As the rush to do what we could have been doing for months gets more hurried and irrational, let’s put in a plug for heading out to your local vinyl emporium and digging through piles of vintage records to find the two or three that will WOW your favorite family member.
And since my daughter Layla is the only other family member in my world with a turntable, this edition of CDIMA will focus on what I found for her.
Keep this news to yourself, please, Matt!
I’ve been reading a new book on the crossover R&B/Pop sounds of 1940s and 50s Nashville. The book is Paula Blackmon’s Night Train to Nashville: The Greatest Untold Story of Music City (Harper Horizon 2023), and focuses on radio station WLAC and its nightly broadcast of then-underground R&B. The station was white-owned and run, and while Black entertainers were featured on the airwaves, if they wanted to visit the DJs and promote their own work, they had to be escorted in so as to assure the building guards that no funny business would occur.
Actually, much funny business did occur, but the likes of BB King, Little Richard, and Della Reese also occurred. As did white DJs like Bill “Hoss” Allen whom many assumed was Black.
What a Wonderful World this could be.
In any case, reading the book put me in mind of finding some vintage Soul for Layla, and maybe even myself. So yesterday on my crate-diving excursion at Cabin Floor Records, I asked Joe, the owner, what he had found recently that I might love. We then started digging together and lo and behold, some treasures ripe for the plucking.

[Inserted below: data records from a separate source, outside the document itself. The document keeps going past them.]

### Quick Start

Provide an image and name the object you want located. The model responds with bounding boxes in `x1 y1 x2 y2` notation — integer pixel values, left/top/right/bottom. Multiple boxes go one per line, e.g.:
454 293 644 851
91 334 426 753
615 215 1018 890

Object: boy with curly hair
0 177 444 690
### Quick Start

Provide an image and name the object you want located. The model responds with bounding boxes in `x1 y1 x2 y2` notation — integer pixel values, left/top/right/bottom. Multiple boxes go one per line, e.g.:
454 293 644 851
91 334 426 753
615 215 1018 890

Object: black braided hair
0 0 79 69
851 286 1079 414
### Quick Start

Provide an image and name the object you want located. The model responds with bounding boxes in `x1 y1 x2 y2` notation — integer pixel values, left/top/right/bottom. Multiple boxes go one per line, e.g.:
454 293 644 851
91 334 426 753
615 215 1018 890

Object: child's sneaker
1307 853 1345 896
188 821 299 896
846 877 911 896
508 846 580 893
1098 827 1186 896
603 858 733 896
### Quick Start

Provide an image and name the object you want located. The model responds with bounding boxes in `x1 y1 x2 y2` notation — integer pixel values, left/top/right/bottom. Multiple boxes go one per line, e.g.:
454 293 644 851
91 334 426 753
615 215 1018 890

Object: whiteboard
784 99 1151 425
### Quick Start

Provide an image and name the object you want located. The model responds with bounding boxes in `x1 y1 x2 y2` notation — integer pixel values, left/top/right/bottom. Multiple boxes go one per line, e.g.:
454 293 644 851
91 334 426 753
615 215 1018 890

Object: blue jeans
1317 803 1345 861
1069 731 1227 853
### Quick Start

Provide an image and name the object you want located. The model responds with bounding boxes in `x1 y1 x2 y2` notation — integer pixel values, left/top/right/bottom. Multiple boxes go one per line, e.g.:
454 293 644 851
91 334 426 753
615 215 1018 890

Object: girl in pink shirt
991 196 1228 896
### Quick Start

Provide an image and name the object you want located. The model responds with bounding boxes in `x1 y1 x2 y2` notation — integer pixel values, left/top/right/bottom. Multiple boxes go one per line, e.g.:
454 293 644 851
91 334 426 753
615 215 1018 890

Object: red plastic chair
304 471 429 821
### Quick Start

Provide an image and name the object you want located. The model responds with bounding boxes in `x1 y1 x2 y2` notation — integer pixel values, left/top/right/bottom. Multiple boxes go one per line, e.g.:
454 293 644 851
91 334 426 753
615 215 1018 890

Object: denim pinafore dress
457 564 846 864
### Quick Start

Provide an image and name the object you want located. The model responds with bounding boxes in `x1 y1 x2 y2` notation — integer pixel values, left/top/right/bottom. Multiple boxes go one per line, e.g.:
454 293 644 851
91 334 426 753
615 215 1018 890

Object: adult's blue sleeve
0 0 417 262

Now some of these I’m keeping, so to not completely spoil the surprise, I won’t state which ones exactly will go under my daughter’s tree. But see if you can guess or maybe give my pre-decisions a nudge.
The Best of Sam Cooke (RCA LPM/LSP 2625, 1962) featuring, of course, the biggies “Twistin’ The Night Away,” “Bring It On Home to Me,” “You Send Me,” and “Wonderful World.” I’d say it’s in Very Good condition, VG++ for the record itself, and it cost a measly $12.
James Brown & the Famous Flames, Tell Me What You’re Gonna Do (Rumble Records reissue). For $17 you get “Just You and Me, Darling,” “I Love You, Yes I Do,” the title cut, and nine other gems originally released back in 1961.
Otis Redding, The Dock of the Bay (Volt S-419, 1968). What could/should I say here? The back cover tells me that someone once sold this record for 50 cents. I would love to know how it traveled: to where? From whom to whom? Where is that 50 cents now? How was it spent? This copy is in Very Good ++ shape and I bought it for $25, which means the cost of living has risen since 1968 or even 1978. And even if that title track had never been recorded, the LP would be worth it for Otis’s cover of “Nobody Knows You (When You’re Down and Out).”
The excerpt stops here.